Many years ago one of my sisters became engaged to be married. The engagement was eventually broken to the great relief of our family, but at the time my parents threw a grand party to celebrate the engagement. Family friends and folk from church were invited. It was to be a festive celebration. But for some reason that I can no longer remember, her fiancé got his nose out of joint and my sister had to step outside and plead with him to come into his own engagement party! There is something profoundly pathetic about that scene. A woman pleading with her fiancé to come to his own engagement party. What will people think? How humiliating? Well, something like that was what was happening here. But in this immortal parable it is God himself in that pathetic and humiliating position, pleading when he should not have to plead, others looking on who must think him a sad figure.

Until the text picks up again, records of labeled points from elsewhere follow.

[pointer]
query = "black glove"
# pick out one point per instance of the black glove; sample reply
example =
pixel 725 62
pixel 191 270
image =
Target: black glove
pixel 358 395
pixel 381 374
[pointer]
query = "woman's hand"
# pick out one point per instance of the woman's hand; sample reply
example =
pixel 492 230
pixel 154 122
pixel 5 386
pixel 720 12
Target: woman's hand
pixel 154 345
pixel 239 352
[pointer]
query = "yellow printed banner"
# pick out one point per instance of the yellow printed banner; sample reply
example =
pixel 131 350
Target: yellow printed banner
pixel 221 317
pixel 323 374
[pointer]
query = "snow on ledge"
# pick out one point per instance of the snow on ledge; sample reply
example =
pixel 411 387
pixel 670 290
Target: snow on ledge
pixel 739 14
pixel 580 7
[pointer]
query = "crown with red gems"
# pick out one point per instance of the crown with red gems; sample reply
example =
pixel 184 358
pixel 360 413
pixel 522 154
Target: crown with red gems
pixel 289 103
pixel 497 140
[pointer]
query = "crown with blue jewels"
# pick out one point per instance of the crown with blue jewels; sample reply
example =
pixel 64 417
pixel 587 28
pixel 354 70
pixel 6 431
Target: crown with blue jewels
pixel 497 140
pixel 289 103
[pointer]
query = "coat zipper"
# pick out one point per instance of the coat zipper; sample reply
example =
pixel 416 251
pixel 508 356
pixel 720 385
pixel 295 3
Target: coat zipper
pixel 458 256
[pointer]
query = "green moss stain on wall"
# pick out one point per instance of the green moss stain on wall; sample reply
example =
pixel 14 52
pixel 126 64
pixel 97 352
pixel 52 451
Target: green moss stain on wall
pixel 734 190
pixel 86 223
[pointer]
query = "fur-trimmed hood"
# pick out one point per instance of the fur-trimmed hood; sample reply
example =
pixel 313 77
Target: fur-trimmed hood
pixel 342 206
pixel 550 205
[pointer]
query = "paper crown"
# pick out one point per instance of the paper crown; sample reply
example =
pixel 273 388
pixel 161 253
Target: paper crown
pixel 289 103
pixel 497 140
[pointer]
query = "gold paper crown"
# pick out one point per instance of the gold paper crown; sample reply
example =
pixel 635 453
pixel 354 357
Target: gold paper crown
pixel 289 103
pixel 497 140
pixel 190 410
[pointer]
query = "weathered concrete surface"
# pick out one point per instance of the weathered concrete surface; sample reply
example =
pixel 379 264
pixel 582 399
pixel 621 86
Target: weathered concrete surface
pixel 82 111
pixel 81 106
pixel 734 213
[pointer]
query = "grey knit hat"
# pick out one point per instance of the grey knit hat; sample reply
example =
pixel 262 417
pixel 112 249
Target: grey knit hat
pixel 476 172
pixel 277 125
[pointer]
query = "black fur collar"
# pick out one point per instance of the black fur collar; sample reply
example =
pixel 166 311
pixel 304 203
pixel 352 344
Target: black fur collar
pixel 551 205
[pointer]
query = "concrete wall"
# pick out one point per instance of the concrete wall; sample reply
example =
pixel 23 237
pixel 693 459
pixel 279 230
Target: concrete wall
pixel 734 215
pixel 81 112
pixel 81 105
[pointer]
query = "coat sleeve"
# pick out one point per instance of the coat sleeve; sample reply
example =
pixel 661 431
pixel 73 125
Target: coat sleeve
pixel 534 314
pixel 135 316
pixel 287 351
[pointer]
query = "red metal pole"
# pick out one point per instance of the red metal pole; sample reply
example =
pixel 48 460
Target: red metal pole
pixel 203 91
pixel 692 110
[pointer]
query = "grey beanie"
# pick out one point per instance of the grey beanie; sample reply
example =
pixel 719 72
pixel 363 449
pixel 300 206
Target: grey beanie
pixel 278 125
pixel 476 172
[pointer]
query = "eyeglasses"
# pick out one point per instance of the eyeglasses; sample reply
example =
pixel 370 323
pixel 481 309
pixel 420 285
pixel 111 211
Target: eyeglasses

Two pictures, brilliantly conceived and beautifully painted. Both are of the father, both show him utterly forgetful of himself in order to seek and find his lost sons. See him racing down the road holding his robes up so that he doesn’t stumble over them, hurrying to assure a no-account brat of his undying love. See him outside his house patiently pleading with his prig of an older son to remember how much he is loved. Two pictures which between them contain the hope of the world; its only hope. A loving, seeking, welcoming God whose love for lost sons is so much greater than his love for his own reputation, his own dignity, and his own self-respect. The parable of the lost sons, as it ought to be called, is in fact the parable of the father who seeks and finds.
Luther’s artist friend, Albert Durer, in a noble act of penitence, put his own head and his own face on his famous portrait of the prodigal son. But I am unaware of any painter who has ever put his head or his face on the figure of the older son? Can you imagine doing so? Were you a great painter, would you?
Can you see, have you seen the Father lumbering down the road, panting from his unaccustomed exercise, robes held up, white hairy legs uncovered for all to see, and all to welcome you? Has the father ever stood before you pleading with you to remember his love? Do you understand this parable?
You can understand it if you know you are lost and either desperate to be found or have already been found.
Sick of home; homesick, home!
Beautiful indeed. But the older brother’s problem is perhaps the more difficult to solve. His viewpoint after all is what the Lord was addressing in these three parables. What freedom and what happiness if only the older brother would say what we all hope he did say:
“Father forgive me; I have sinned against heaven and against you. I have behaved worse than my younger brother. Of course I will come into the banquet, hug and kiss my brother as you did, and tell all the guests how happy we all are to have him home. And I will tell them something else: what an astonishing privilege it is to have a father like mine!”